The Gray Dawn by Stewart Edward White
Having personally delivered the deeds to the recorder's office, Keith went home. In the relief from pressure, the triumph, and the exaltation, his instinct carried him to the actual background of his life--his genuine but preoccupied affection for Nan. The constraint, that had been so real to her, had never been anything but nebulous to him.
He burst into the house, capered around the room boyishly, seized her, and waltzed her gayly about. Quite taken by surprise, Nan's first thought was that he had been drinking too much; so naturally she failed to rise instantly to the occasion.
"Stop it, Milton!" she cried. "What has got into you! You're tearing me to ribbons!"
He laughed heartily.
"You must think I'm crazy," he acknowledged. "Sit down here, and learn what a great man your husband is." He poured out the story of the transaction, omitting no details of the clever schemes by which it had been worked. He was, above all, proud of his legal address and acumen--there was something in Eastern training, after all; this lay right under their noses, but none of them saw it until he came along and picked it up. "And there are some pretty smart men out here, too, let me tell you that," he added. "They're from all parts of the world, and they've had a hard practical education, their eye teeth are cut!" His egotism over being keener than the acknowledged big men was very fresh and charming. The money gained he mentioned as an afterthought, only when the other aspect of the situation had been exhausted. "The cold hard dollars are pretty welcome just now," he told her. "There's about a quarter million in those lots--and we can realize on all or part of them at any time. All came out of here!" He tapped his forehead, and paused in his rapid pacing to and fro to look down at her In the easy chair, "We are well off now. We needn't scrimp and save"--it did not for the moment occur to him that they had not been doing so--"I'm going to get you eight new gowns, and twelve new hats, and a bushel of diamonds----"
"I'm glad, very glad!" she cried, catching his enthusiasm, her mind for the first time occupying itself seriously with the mechanism of the deal. At first, when he had been explaining, she had not thrown off the impression that he had been drinking, and so had paid little attention to his explanations. "It sounds like magic. Tell me again--how you did it,"
Nothing loath, he went over it again, making clear the double clouding of the titles.
But Nan, being much alone, had the habit, shared with few women of that time, of reading the newspapers. She had followed Rowlee's campaign, and she had taken seriously the editor's diatribes, Rowlee had been talking for effect. The ideals of ultimate civic honesty were yet fifty years in the future, but he had stumbled on their principle. Nan's mind, untrained in any business ethics, caught them; and her sure natural instincts had accepted their essential justice. In recognizing Milton's connection as promoter with just this deal, she was suddenly called upon to make adjustments for which there was no time. She knew Milton would do nothing wrong, and yet--he was waiting in triumph for her response.
"It was very clever. And yet, somehow, it doesn't sound right--" she puzzled, "Are you sure it's honest?"

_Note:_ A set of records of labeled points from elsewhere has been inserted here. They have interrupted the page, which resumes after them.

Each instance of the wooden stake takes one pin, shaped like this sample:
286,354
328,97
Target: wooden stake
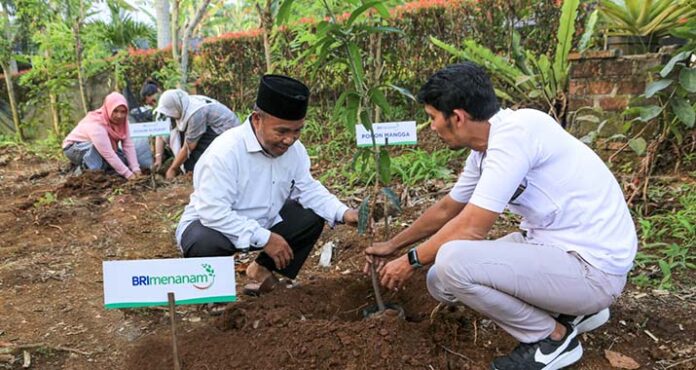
172,313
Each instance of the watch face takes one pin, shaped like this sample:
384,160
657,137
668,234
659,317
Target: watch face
413,258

"Honest?" he snorted, halted in mid-career, "Of course it's honest! Why isn't it honest?"
Confronted with the direct question, she really did not know. She groped, proffering tentatively some of the arguments half remembered from Rowlee's editorial columns. But she confronted now a lawyer, sure of himself. Keith explosively, and contemptuously demolished her contentions. Everything was absolutely legal, every step of it. If a man hadn't a right to buy in property at any sale and sell it again where he wanted, where in thunder was our boasted liberty? Just the kind of fool notion women get! Keith in his honest pride and triumph had come for sympathy and admiration. Turned back on himself, he became vaguely resentful, and shortly left the house.

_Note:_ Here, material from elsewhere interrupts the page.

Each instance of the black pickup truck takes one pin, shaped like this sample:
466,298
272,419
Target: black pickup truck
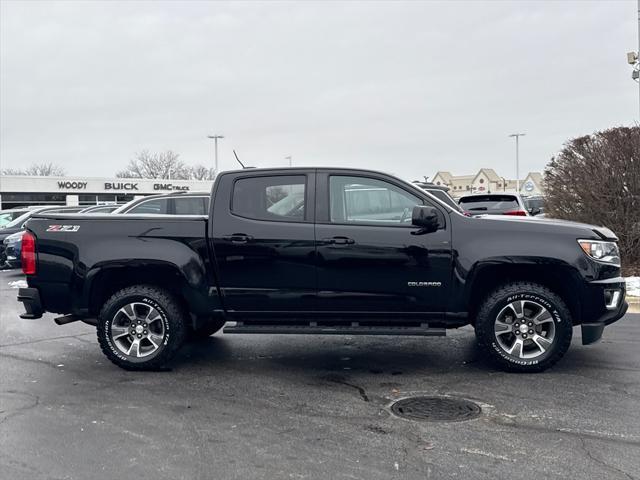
323,251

Hardly had the front door closed after him when Nan burst into tears. She had not meant it to come out that way at all. Of course she had had no real thought that Milton would do anything dishonest; how absurd of him to take it that way! She had simply expressed a queer instinctive thought that had flashed across her mind; and now she could not for the life of her guess how she had come to do so. Miserably and passionately she realized that she had bungled it.